Facebook web sharing introduced
By Hanleigh Daniels 22 April 2010 | Categories: newsFacebook CEO Mark Zuckerberg announced a new Facebook development yesterday that will allow the popular social networking site to change the way we experience the web by putting “people at the center of the web”.
During Facebook’s f8 conference Zuckerberg introduced the new “Open Graph” system which “lets you shape your experiences online and make them more social”. It does this by pulling information about the websites that you visit, the news stories you like to read and the music that you enjoy listening to and then sharing this info with your Facebook friends.
Facebook’s content partners will now be able to access its tools in order to tailor how you experience their sites, based on your list of Facebook friends, favourite bands as well as movies and other info that you have shared on your Facebook profile.

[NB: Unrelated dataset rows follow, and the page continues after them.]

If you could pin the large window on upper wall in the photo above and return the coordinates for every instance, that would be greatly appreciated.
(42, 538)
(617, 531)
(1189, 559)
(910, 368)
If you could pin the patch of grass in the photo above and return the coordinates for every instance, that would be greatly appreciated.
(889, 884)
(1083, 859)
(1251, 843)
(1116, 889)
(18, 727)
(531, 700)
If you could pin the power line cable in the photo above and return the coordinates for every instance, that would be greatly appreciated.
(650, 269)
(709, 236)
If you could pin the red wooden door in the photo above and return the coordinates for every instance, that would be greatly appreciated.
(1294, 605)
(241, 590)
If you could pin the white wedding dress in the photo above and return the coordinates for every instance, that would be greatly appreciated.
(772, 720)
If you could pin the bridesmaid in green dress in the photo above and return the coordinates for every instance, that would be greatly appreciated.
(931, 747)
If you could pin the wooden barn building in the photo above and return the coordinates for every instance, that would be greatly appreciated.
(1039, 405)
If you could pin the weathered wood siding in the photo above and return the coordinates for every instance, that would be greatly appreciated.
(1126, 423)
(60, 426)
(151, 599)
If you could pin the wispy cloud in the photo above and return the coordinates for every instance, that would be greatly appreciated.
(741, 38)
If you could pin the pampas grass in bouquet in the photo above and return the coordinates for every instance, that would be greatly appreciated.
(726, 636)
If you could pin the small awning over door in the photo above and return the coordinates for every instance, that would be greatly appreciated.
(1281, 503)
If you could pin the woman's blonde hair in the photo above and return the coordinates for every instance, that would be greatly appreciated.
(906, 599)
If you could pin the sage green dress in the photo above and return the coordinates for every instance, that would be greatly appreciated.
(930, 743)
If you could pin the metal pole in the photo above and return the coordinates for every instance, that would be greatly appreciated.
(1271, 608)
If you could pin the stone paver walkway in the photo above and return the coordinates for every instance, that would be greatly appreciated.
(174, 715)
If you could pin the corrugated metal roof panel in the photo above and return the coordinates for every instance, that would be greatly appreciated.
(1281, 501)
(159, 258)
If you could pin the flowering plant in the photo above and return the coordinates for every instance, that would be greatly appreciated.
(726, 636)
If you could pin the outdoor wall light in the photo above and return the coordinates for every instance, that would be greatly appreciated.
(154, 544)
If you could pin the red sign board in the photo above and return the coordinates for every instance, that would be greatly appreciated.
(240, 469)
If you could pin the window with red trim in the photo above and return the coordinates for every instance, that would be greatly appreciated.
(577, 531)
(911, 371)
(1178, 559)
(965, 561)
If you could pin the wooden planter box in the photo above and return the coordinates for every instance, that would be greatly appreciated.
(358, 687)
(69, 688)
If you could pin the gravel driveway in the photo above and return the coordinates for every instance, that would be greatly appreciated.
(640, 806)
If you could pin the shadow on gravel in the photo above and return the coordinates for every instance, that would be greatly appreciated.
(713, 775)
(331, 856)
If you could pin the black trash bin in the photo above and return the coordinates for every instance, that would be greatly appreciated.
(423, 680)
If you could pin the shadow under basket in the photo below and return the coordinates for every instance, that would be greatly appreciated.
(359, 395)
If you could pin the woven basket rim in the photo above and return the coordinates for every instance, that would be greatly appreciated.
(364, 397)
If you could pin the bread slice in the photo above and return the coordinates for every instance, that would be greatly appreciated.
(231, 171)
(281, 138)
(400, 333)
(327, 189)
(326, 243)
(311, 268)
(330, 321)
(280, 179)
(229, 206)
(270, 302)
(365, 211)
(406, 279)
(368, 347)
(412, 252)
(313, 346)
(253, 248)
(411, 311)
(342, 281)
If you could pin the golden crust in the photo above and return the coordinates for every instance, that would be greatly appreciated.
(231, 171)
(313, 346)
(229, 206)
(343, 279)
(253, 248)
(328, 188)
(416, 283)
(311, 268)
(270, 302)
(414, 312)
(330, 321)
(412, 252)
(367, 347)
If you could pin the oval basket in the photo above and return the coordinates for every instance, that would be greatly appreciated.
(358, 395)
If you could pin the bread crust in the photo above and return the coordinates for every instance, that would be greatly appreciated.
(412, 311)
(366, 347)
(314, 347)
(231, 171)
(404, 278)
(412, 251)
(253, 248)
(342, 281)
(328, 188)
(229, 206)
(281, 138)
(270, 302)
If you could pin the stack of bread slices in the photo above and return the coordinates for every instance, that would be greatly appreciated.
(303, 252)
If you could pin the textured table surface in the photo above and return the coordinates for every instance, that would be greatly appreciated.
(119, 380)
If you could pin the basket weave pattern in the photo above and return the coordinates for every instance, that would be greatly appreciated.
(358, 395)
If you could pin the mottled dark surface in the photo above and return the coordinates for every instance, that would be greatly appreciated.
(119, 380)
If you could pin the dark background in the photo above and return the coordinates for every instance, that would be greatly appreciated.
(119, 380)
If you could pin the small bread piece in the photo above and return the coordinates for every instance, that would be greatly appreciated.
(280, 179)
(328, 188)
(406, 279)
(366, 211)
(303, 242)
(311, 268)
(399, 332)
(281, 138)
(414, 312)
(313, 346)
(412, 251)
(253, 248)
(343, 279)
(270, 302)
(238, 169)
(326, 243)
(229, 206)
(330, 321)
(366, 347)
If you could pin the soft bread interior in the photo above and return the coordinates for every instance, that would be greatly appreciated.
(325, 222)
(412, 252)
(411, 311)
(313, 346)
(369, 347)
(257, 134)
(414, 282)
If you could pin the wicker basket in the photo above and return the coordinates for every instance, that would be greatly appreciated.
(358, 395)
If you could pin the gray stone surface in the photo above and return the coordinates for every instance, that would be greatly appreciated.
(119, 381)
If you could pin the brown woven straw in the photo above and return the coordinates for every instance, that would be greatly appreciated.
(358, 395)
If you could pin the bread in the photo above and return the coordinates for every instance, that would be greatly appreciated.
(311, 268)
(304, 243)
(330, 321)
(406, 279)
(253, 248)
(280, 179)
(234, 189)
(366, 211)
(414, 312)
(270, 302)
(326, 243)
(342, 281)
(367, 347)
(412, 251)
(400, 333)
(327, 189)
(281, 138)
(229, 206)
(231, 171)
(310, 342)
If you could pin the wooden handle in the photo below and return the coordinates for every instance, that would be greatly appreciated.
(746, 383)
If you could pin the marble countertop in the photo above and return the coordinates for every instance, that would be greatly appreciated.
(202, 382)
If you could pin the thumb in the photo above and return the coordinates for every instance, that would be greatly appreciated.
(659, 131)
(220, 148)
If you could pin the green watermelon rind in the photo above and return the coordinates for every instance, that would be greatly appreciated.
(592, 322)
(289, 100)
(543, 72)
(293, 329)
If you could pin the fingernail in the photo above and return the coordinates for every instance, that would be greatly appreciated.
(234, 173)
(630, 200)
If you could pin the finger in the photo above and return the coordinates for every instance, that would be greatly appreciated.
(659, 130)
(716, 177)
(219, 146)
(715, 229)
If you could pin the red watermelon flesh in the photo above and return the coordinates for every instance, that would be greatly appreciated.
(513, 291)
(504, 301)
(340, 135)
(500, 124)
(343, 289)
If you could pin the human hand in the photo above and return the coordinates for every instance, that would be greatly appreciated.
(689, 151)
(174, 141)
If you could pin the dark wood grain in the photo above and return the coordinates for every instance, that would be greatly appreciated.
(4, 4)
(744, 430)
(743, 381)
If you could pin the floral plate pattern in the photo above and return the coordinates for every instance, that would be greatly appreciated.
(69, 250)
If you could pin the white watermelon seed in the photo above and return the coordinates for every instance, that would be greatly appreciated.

According to CNN there is already over 30 companies who have signed up to become Open Graph content partners with Facebook, including themselves, The New York Times, the music site Pandora, Internet Movie Database and ESPN. So when you visit a news site like CNN (while you are logged into Facebook), you’ll be able to see what news stories your Facebook friends liked or recommended. The articles that you recommend or like will also show up in their news feeds on Facebook.
This move does raise a number of privacy concerns though, as there’ll be plenty of Facebook users who wouldn’t want this info to be shared with anyone. Zuckerberg said that the only info that’ll be shared is that which you make public on your Facebook profile.
“We have redesigned Facebook Platform to offer a simple set of tools that sites around the web can use to personalize experiences and build out the graph of connections people are making,” Zuckerberg explained. “We think that the future of the web will be filled with personalized experiences.”